There was a long silence.

“You really did screw the princess? Well hello, dead man.”

“My rap sheet says I insulted the king. I’m the court jester.”

“Rap sheets are always works of fiction — in any case, no-one will publicly shout about the princess’ deflowering.”

“She was no virgin…”

“And if you keep saying that, your end will come before we have a cup of excellent prison coffee — and with perfect timing here comes the guard now. Hey, Roscoe, whose coffee did you spit in today?”

Roscoe stood outside the cell and carefully, and deliberately, spat in Mallen’s coffee. He pushed the tray containing the coffee and a roll of stale bread through the slot at the bottom of the cell bars. Brandon got the spit-free coffee and roll.

“Roscoe! You know why I always get you to spit in my coffee? Makes it taste better.” Mallen chuckled to himself. “Brandon, you should have cracked that joke, you ARE the joker?”

“Piss off, Mallen. Thief.”

POV Exercise – third person

Sara stomped hard on the brakes, causing her Edwardian hat to go sailing from her head and settle on the dashboard. Her daughter yelled.
“Mum, what the fu-”
“Sorry, Mum, but you frightened the shit out of me!”
She softened her tone. “It’s just that I forgot the rest of the costumes for the dress rehearsal. I need to go back for them.”
Andrea’s face creased and that teenage whine started.
“I’ll be late!”
“I’m sure your friends will wait for you -”
“You don’t understand, you never do. I’ll get out and walk.”
Andrea got out of the car and flounced down the road in the way that only 14-year-olds can master. Sara watched her go with a mixture of apprehension and relief.

She looked in the rear view mirror and saw that the road behind her was clear. A feeling of devilment took hold of her. Putting the car into reverse, she shot backwards at high speed. Still got it, she thought. Sometimes it was handy being an ex-rally driver. After 20 yards, she felt a lurch in her stomach… strange, perhaps age is making me nervous. She finished the drive at a more sedate pace and saw with relief she could park right outside the house – in fact the road was unusually clear of parked cars. Pulling up to the kerb, she dashed round to the back of the house worrying about those costumes. Can’t really have a dress rehearsal with no dresses. My Fair Lady in jeans and t-shirts…
A small chuckle started to escape her throat at the thought of the musical being performed in 21st century clothing but was quickly choked off at the sight of a man in shabby clothes exiting her back door, laden down with assorted household items, including her heirloom silver tea tray.
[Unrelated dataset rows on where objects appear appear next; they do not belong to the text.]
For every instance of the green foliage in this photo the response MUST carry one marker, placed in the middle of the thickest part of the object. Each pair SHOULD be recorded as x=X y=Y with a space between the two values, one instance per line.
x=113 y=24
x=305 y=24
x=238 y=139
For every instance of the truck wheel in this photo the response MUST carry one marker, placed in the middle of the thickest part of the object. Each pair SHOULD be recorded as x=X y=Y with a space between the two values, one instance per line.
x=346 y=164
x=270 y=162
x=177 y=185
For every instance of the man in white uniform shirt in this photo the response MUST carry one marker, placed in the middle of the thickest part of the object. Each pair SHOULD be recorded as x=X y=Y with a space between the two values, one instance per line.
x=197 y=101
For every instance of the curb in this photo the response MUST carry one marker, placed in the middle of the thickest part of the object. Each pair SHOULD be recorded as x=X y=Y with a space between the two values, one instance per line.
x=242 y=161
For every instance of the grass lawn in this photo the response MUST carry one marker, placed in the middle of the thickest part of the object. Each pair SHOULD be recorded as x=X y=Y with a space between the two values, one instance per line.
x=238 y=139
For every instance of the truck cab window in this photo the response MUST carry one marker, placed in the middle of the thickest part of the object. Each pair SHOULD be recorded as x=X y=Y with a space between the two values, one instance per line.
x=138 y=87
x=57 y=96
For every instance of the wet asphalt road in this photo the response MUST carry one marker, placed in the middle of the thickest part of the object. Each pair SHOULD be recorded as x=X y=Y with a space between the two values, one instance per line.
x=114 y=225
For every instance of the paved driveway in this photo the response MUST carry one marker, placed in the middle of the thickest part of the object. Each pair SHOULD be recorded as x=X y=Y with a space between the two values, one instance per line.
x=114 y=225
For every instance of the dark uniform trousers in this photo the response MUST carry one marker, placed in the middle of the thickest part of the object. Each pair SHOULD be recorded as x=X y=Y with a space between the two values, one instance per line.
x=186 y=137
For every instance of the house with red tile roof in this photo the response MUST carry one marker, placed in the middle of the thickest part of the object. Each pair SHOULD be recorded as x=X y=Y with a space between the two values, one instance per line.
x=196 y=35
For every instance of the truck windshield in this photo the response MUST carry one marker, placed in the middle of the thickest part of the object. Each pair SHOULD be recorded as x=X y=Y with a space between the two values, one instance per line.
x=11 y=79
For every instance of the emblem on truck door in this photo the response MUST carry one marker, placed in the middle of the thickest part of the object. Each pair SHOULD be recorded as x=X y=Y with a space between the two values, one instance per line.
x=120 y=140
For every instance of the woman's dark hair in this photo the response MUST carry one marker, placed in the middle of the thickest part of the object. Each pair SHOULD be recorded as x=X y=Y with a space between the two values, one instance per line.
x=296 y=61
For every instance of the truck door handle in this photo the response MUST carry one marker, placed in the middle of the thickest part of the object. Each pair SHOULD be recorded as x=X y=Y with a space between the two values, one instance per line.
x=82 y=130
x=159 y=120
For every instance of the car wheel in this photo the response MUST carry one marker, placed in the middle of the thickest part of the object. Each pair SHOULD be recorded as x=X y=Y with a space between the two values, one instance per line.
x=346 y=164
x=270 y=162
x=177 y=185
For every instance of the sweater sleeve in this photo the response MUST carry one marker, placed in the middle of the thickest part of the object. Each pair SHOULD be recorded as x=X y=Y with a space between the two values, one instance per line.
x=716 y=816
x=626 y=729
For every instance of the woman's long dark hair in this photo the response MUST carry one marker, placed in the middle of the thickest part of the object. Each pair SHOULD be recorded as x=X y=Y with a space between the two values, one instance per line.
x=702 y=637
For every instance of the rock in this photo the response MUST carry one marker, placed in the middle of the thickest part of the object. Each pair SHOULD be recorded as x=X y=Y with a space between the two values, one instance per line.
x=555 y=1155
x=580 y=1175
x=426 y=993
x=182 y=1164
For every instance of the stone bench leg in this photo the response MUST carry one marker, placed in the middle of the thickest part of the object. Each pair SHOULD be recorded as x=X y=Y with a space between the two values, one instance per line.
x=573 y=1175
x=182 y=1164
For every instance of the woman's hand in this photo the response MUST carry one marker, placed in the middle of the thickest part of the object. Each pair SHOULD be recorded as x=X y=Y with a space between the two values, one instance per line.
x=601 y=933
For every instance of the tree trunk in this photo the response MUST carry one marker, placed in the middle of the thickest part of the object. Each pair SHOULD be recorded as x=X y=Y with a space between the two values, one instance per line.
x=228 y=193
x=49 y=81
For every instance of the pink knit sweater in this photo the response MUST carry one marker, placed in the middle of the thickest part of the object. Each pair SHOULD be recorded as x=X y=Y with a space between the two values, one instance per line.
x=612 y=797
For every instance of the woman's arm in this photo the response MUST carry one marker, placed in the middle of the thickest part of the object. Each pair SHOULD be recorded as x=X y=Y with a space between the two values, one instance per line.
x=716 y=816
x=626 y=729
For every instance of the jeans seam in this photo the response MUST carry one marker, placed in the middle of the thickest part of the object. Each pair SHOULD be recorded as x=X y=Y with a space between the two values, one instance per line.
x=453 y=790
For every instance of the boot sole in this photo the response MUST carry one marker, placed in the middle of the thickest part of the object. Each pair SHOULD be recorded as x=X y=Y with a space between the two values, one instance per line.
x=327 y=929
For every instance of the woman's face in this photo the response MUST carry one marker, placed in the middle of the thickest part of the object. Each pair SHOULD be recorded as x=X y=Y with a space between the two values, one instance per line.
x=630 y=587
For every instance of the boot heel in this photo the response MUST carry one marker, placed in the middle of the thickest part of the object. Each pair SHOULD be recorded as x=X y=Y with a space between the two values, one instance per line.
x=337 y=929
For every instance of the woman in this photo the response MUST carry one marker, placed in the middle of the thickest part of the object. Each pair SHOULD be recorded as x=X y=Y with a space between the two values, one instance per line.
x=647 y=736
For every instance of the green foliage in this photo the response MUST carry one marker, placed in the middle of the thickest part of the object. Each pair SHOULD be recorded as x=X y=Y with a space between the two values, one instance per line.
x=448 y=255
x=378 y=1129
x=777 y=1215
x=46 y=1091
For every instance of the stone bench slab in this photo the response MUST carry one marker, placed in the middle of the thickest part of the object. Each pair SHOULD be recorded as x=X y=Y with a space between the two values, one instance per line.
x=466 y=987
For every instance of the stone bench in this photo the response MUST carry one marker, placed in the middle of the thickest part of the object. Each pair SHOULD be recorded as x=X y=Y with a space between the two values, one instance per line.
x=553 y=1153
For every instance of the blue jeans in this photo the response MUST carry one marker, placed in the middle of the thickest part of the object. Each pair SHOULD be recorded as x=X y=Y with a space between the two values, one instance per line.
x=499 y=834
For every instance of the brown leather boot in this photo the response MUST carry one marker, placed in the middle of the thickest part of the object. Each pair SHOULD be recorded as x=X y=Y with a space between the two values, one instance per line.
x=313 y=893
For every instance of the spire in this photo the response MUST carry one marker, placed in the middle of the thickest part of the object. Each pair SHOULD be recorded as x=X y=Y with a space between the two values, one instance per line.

It might be old and battered… hang on, it’s not!

The robber looked as shocked as Sara was. She shoulder-charged him and they both went down in a heap. She grabbed her silver tray, pausing only a moment to wonder again why it wasn’t bent out of shape, then cracked it across the robber’s skull. BLAM! He went down, hitting his head on the path for good measure. Now my tray looks like it should! She looked down at the tray-burglar. Her eyes skimmed his ragged outfit and filthy skin. Good grief, she mused, no wonder he’s out on the rob, poor bastard. The enormity of what she’d done hit her like a Ford Cosworth slamming into a brick wall. Bad memories. The ground rushed up to meet her and then — blackness.

She came round slowly. She could see the man she’d lamped over the head, still lying comatose, but between them was a pair of cute button-up boots skimmed with a skirt hemline. Must be Marie come to find me. Then she realised that unlike her wife’s rather crudely put-together costume, this skirt had no hanging threads. The owner of the boots and skirt must have bent down because her face appeared in Sara’s vision. A face surrounded by feathery tendrils of hair escaping from a chignon bun spoke: “I say, are you alright? You appear to have stopped this scoundrel from absconding with my property. I’ve sent a runner to fetch the police.”

Lady, I have absolutely no idea what you’re talking about.